Across the different seasons, we see that the variability in R² is relatively small, but there are still differences—specifically, the spring model tends to have the highest R², while the winter model has the lowest. This trend aligns with previous observations, reinforcing the notion that seasonal variations play a role in how well the model can predict COPD rates. The lower R² in winter suggests that the model may struggle more to capture patterns in the winter data, possibly due to seasonal factors like temperature or air quality that affect COPD differently across seasons.
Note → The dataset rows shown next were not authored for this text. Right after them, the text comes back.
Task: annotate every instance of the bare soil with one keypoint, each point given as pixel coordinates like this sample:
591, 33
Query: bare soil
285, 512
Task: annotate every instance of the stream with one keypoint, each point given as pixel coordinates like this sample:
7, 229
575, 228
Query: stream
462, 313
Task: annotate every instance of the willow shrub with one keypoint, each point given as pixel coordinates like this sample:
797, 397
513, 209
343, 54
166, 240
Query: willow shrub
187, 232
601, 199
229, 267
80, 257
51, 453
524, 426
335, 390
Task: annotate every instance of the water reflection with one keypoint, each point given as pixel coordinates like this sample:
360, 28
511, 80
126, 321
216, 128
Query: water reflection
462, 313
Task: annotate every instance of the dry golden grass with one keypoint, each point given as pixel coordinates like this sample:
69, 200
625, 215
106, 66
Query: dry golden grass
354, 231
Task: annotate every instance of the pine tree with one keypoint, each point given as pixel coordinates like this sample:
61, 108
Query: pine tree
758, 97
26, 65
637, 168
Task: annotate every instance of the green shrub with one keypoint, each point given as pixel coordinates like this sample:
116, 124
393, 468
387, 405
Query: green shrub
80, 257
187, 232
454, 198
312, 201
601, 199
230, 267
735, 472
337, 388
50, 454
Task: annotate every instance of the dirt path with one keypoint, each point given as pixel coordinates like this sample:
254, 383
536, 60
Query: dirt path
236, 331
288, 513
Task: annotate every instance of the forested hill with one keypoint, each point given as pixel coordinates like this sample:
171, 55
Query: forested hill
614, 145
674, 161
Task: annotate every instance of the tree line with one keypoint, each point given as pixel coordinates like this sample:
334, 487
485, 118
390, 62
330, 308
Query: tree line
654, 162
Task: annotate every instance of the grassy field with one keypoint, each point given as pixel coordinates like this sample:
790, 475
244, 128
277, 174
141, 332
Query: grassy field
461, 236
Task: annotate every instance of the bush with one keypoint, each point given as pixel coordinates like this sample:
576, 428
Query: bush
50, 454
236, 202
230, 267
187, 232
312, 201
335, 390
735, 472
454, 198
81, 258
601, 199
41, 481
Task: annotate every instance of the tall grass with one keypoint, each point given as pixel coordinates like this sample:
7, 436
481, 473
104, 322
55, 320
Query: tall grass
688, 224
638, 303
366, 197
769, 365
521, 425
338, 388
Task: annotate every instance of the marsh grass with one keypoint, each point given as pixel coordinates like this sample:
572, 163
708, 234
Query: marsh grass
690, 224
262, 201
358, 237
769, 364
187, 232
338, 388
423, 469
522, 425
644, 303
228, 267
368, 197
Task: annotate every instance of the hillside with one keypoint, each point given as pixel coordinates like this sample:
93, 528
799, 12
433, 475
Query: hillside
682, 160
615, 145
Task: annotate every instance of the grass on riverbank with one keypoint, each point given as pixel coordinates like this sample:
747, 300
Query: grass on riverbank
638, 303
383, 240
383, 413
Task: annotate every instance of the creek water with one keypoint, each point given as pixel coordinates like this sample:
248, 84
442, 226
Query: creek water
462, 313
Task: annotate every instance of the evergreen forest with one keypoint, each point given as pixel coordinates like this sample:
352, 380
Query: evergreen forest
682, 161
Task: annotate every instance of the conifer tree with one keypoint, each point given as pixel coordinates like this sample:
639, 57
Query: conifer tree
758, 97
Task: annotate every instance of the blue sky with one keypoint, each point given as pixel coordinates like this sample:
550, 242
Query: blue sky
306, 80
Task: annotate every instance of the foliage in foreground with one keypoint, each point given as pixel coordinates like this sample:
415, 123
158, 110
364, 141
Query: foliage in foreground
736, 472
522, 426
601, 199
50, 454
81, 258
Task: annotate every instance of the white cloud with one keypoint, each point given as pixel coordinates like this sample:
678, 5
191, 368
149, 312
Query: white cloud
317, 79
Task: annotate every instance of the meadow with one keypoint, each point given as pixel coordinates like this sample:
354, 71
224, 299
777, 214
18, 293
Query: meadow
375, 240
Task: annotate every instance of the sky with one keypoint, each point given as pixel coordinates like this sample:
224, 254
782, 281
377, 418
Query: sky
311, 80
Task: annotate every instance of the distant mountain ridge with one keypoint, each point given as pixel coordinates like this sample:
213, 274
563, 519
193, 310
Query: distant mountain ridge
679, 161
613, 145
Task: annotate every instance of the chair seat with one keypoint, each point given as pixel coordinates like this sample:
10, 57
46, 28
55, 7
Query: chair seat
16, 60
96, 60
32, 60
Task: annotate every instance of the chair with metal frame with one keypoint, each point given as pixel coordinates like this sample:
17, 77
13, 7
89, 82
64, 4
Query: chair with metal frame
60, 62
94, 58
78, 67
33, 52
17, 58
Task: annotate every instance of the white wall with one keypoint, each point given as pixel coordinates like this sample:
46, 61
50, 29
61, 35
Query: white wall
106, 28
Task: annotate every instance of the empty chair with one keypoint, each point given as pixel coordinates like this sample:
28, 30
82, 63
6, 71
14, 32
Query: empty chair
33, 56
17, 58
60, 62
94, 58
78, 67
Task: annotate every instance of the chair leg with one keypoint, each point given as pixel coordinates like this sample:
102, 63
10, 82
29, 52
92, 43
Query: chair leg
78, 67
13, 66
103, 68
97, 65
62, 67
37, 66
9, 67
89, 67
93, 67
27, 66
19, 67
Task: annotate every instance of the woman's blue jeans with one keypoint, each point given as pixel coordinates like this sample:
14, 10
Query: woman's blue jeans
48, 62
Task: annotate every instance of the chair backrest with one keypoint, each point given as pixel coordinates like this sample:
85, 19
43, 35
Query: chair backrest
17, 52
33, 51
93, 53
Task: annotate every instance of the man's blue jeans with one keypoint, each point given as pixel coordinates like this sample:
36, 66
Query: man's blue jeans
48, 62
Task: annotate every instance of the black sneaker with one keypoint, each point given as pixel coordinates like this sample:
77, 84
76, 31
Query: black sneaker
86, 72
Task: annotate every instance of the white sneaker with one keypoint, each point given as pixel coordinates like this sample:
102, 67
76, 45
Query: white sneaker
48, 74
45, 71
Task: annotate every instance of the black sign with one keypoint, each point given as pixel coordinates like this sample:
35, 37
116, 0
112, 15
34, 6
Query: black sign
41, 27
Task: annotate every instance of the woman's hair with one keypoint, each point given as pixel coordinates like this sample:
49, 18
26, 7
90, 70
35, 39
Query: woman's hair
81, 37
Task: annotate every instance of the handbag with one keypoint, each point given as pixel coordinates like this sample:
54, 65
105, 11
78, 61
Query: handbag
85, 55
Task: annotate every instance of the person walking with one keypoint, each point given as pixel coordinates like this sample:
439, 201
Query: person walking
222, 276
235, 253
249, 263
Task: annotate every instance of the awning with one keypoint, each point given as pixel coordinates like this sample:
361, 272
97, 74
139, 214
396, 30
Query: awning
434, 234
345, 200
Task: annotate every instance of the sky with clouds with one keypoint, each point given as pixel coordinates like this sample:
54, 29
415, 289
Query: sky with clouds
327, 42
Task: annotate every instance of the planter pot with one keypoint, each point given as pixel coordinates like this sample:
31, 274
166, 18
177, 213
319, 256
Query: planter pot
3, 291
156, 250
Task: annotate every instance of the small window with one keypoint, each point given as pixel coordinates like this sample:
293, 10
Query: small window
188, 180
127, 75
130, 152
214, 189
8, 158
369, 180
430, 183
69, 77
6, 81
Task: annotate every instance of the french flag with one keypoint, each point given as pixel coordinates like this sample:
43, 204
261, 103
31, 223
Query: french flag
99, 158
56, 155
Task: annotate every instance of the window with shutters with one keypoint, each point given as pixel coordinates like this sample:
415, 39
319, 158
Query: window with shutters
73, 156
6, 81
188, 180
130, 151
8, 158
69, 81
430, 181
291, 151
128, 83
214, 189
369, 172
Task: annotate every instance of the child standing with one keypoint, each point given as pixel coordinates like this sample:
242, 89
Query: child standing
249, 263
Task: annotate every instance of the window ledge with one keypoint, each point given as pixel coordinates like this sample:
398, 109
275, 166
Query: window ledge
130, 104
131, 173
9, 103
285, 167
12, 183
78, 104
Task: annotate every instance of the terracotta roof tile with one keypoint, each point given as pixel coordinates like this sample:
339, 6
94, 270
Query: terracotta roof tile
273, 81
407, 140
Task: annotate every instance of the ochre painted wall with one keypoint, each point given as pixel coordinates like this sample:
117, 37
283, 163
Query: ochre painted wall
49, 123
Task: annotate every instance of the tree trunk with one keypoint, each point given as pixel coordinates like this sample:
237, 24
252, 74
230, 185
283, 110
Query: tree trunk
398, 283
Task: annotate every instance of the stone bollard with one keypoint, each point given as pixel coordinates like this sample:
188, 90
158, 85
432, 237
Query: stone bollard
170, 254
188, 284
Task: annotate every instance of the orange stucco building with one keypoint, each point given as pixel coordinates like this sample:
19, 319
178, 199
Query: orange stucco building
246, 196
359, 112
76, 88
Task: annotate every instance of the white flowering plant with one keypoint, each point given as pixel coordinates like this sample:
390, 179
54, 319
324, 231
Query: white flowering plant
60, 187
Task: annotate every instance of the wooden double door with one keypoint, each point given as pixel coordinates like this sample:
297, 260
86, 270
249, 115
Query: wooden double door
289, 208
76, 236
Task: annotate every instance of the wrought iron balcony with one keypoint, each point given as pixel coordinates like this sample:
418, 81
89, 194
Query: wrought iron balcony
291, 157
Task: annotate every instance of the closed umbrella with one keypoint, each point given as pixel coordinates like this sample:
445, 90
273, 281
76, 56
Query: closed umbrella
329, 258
A key observation in the residual plot is the presence of a positive linear pattern. This pattern indicates that the model may be consistently underpredicting or overpredicting certain ranges of the data. In a well-fitted model, residuals should ideally be randomly distributed around zero, with no discernible pattern. The positive linear relationship suggests that as the predicted values increase, the residuals (or errors) also increase, meaning the model might not be capturing a certain aspect of the data adequately. This could point to a need for further feature engineering or model adjustments, such as incorporating additional variables or using a different algorithm, to better model the data and improve accuracy.
We also mapped the residuals at the census tract level to better understand where our model is underpredicting and overpredicting. In this context, positive residuals indicate areas where the model is underpredicting COPD rates, and negative residuals suggest overprediction. Upon initial inspection, the pattern is not immediately clear across all seasons, suggesting that more information is needed to understand the underlying causes of these prediction errors within different regions of Pennsylvania.
However, a closer examination reveals more nuanced insights, particularly in urban areas like Philadelphia. In northern Philadelphia, the model tends to underpredict COPD rates, while in the surrounding suburban areas, there is more overprediction. Interestingly, very rural areas also show underprediction, which could reflect the lack of sufficient data or features that explain COPD patterns in these regions. This pattern is important because it points to geographic and demographic factors that the model may not be fully capturing.
Another finding is that if a census tract is underpredicting or overpredicting, nearby tracts tend to exhibit similar prediction errors. This suggests a spatial continuity in the model’s inaccuracies, possibly driven by regional characteristics that influence multiple neighboring tracts in the same way.
When we average the residuals by county, the overall patterns shift significantly. Across all seasons, the model tends to underpredict COPD rates at the county level, with the exception of a few counties in northern Pennsylvania, where the model slightly overpredicts. This observation highlights how the geographic scale of analysis can influence our understanding of model performance and error distribution, thereby affecting policymaking and resource allocation strategies.
At the county level, this consistent underprediction suggests that broader, regional factors might be driving COPD rates in ways that the model does not fully capture. However, when we examine the residuals more closely, it becomes evident that the errors are not particularly large, even in areas with underprediction. This implies that while the model’s performance may vary by geography, its overall accuracy remains relatively stable.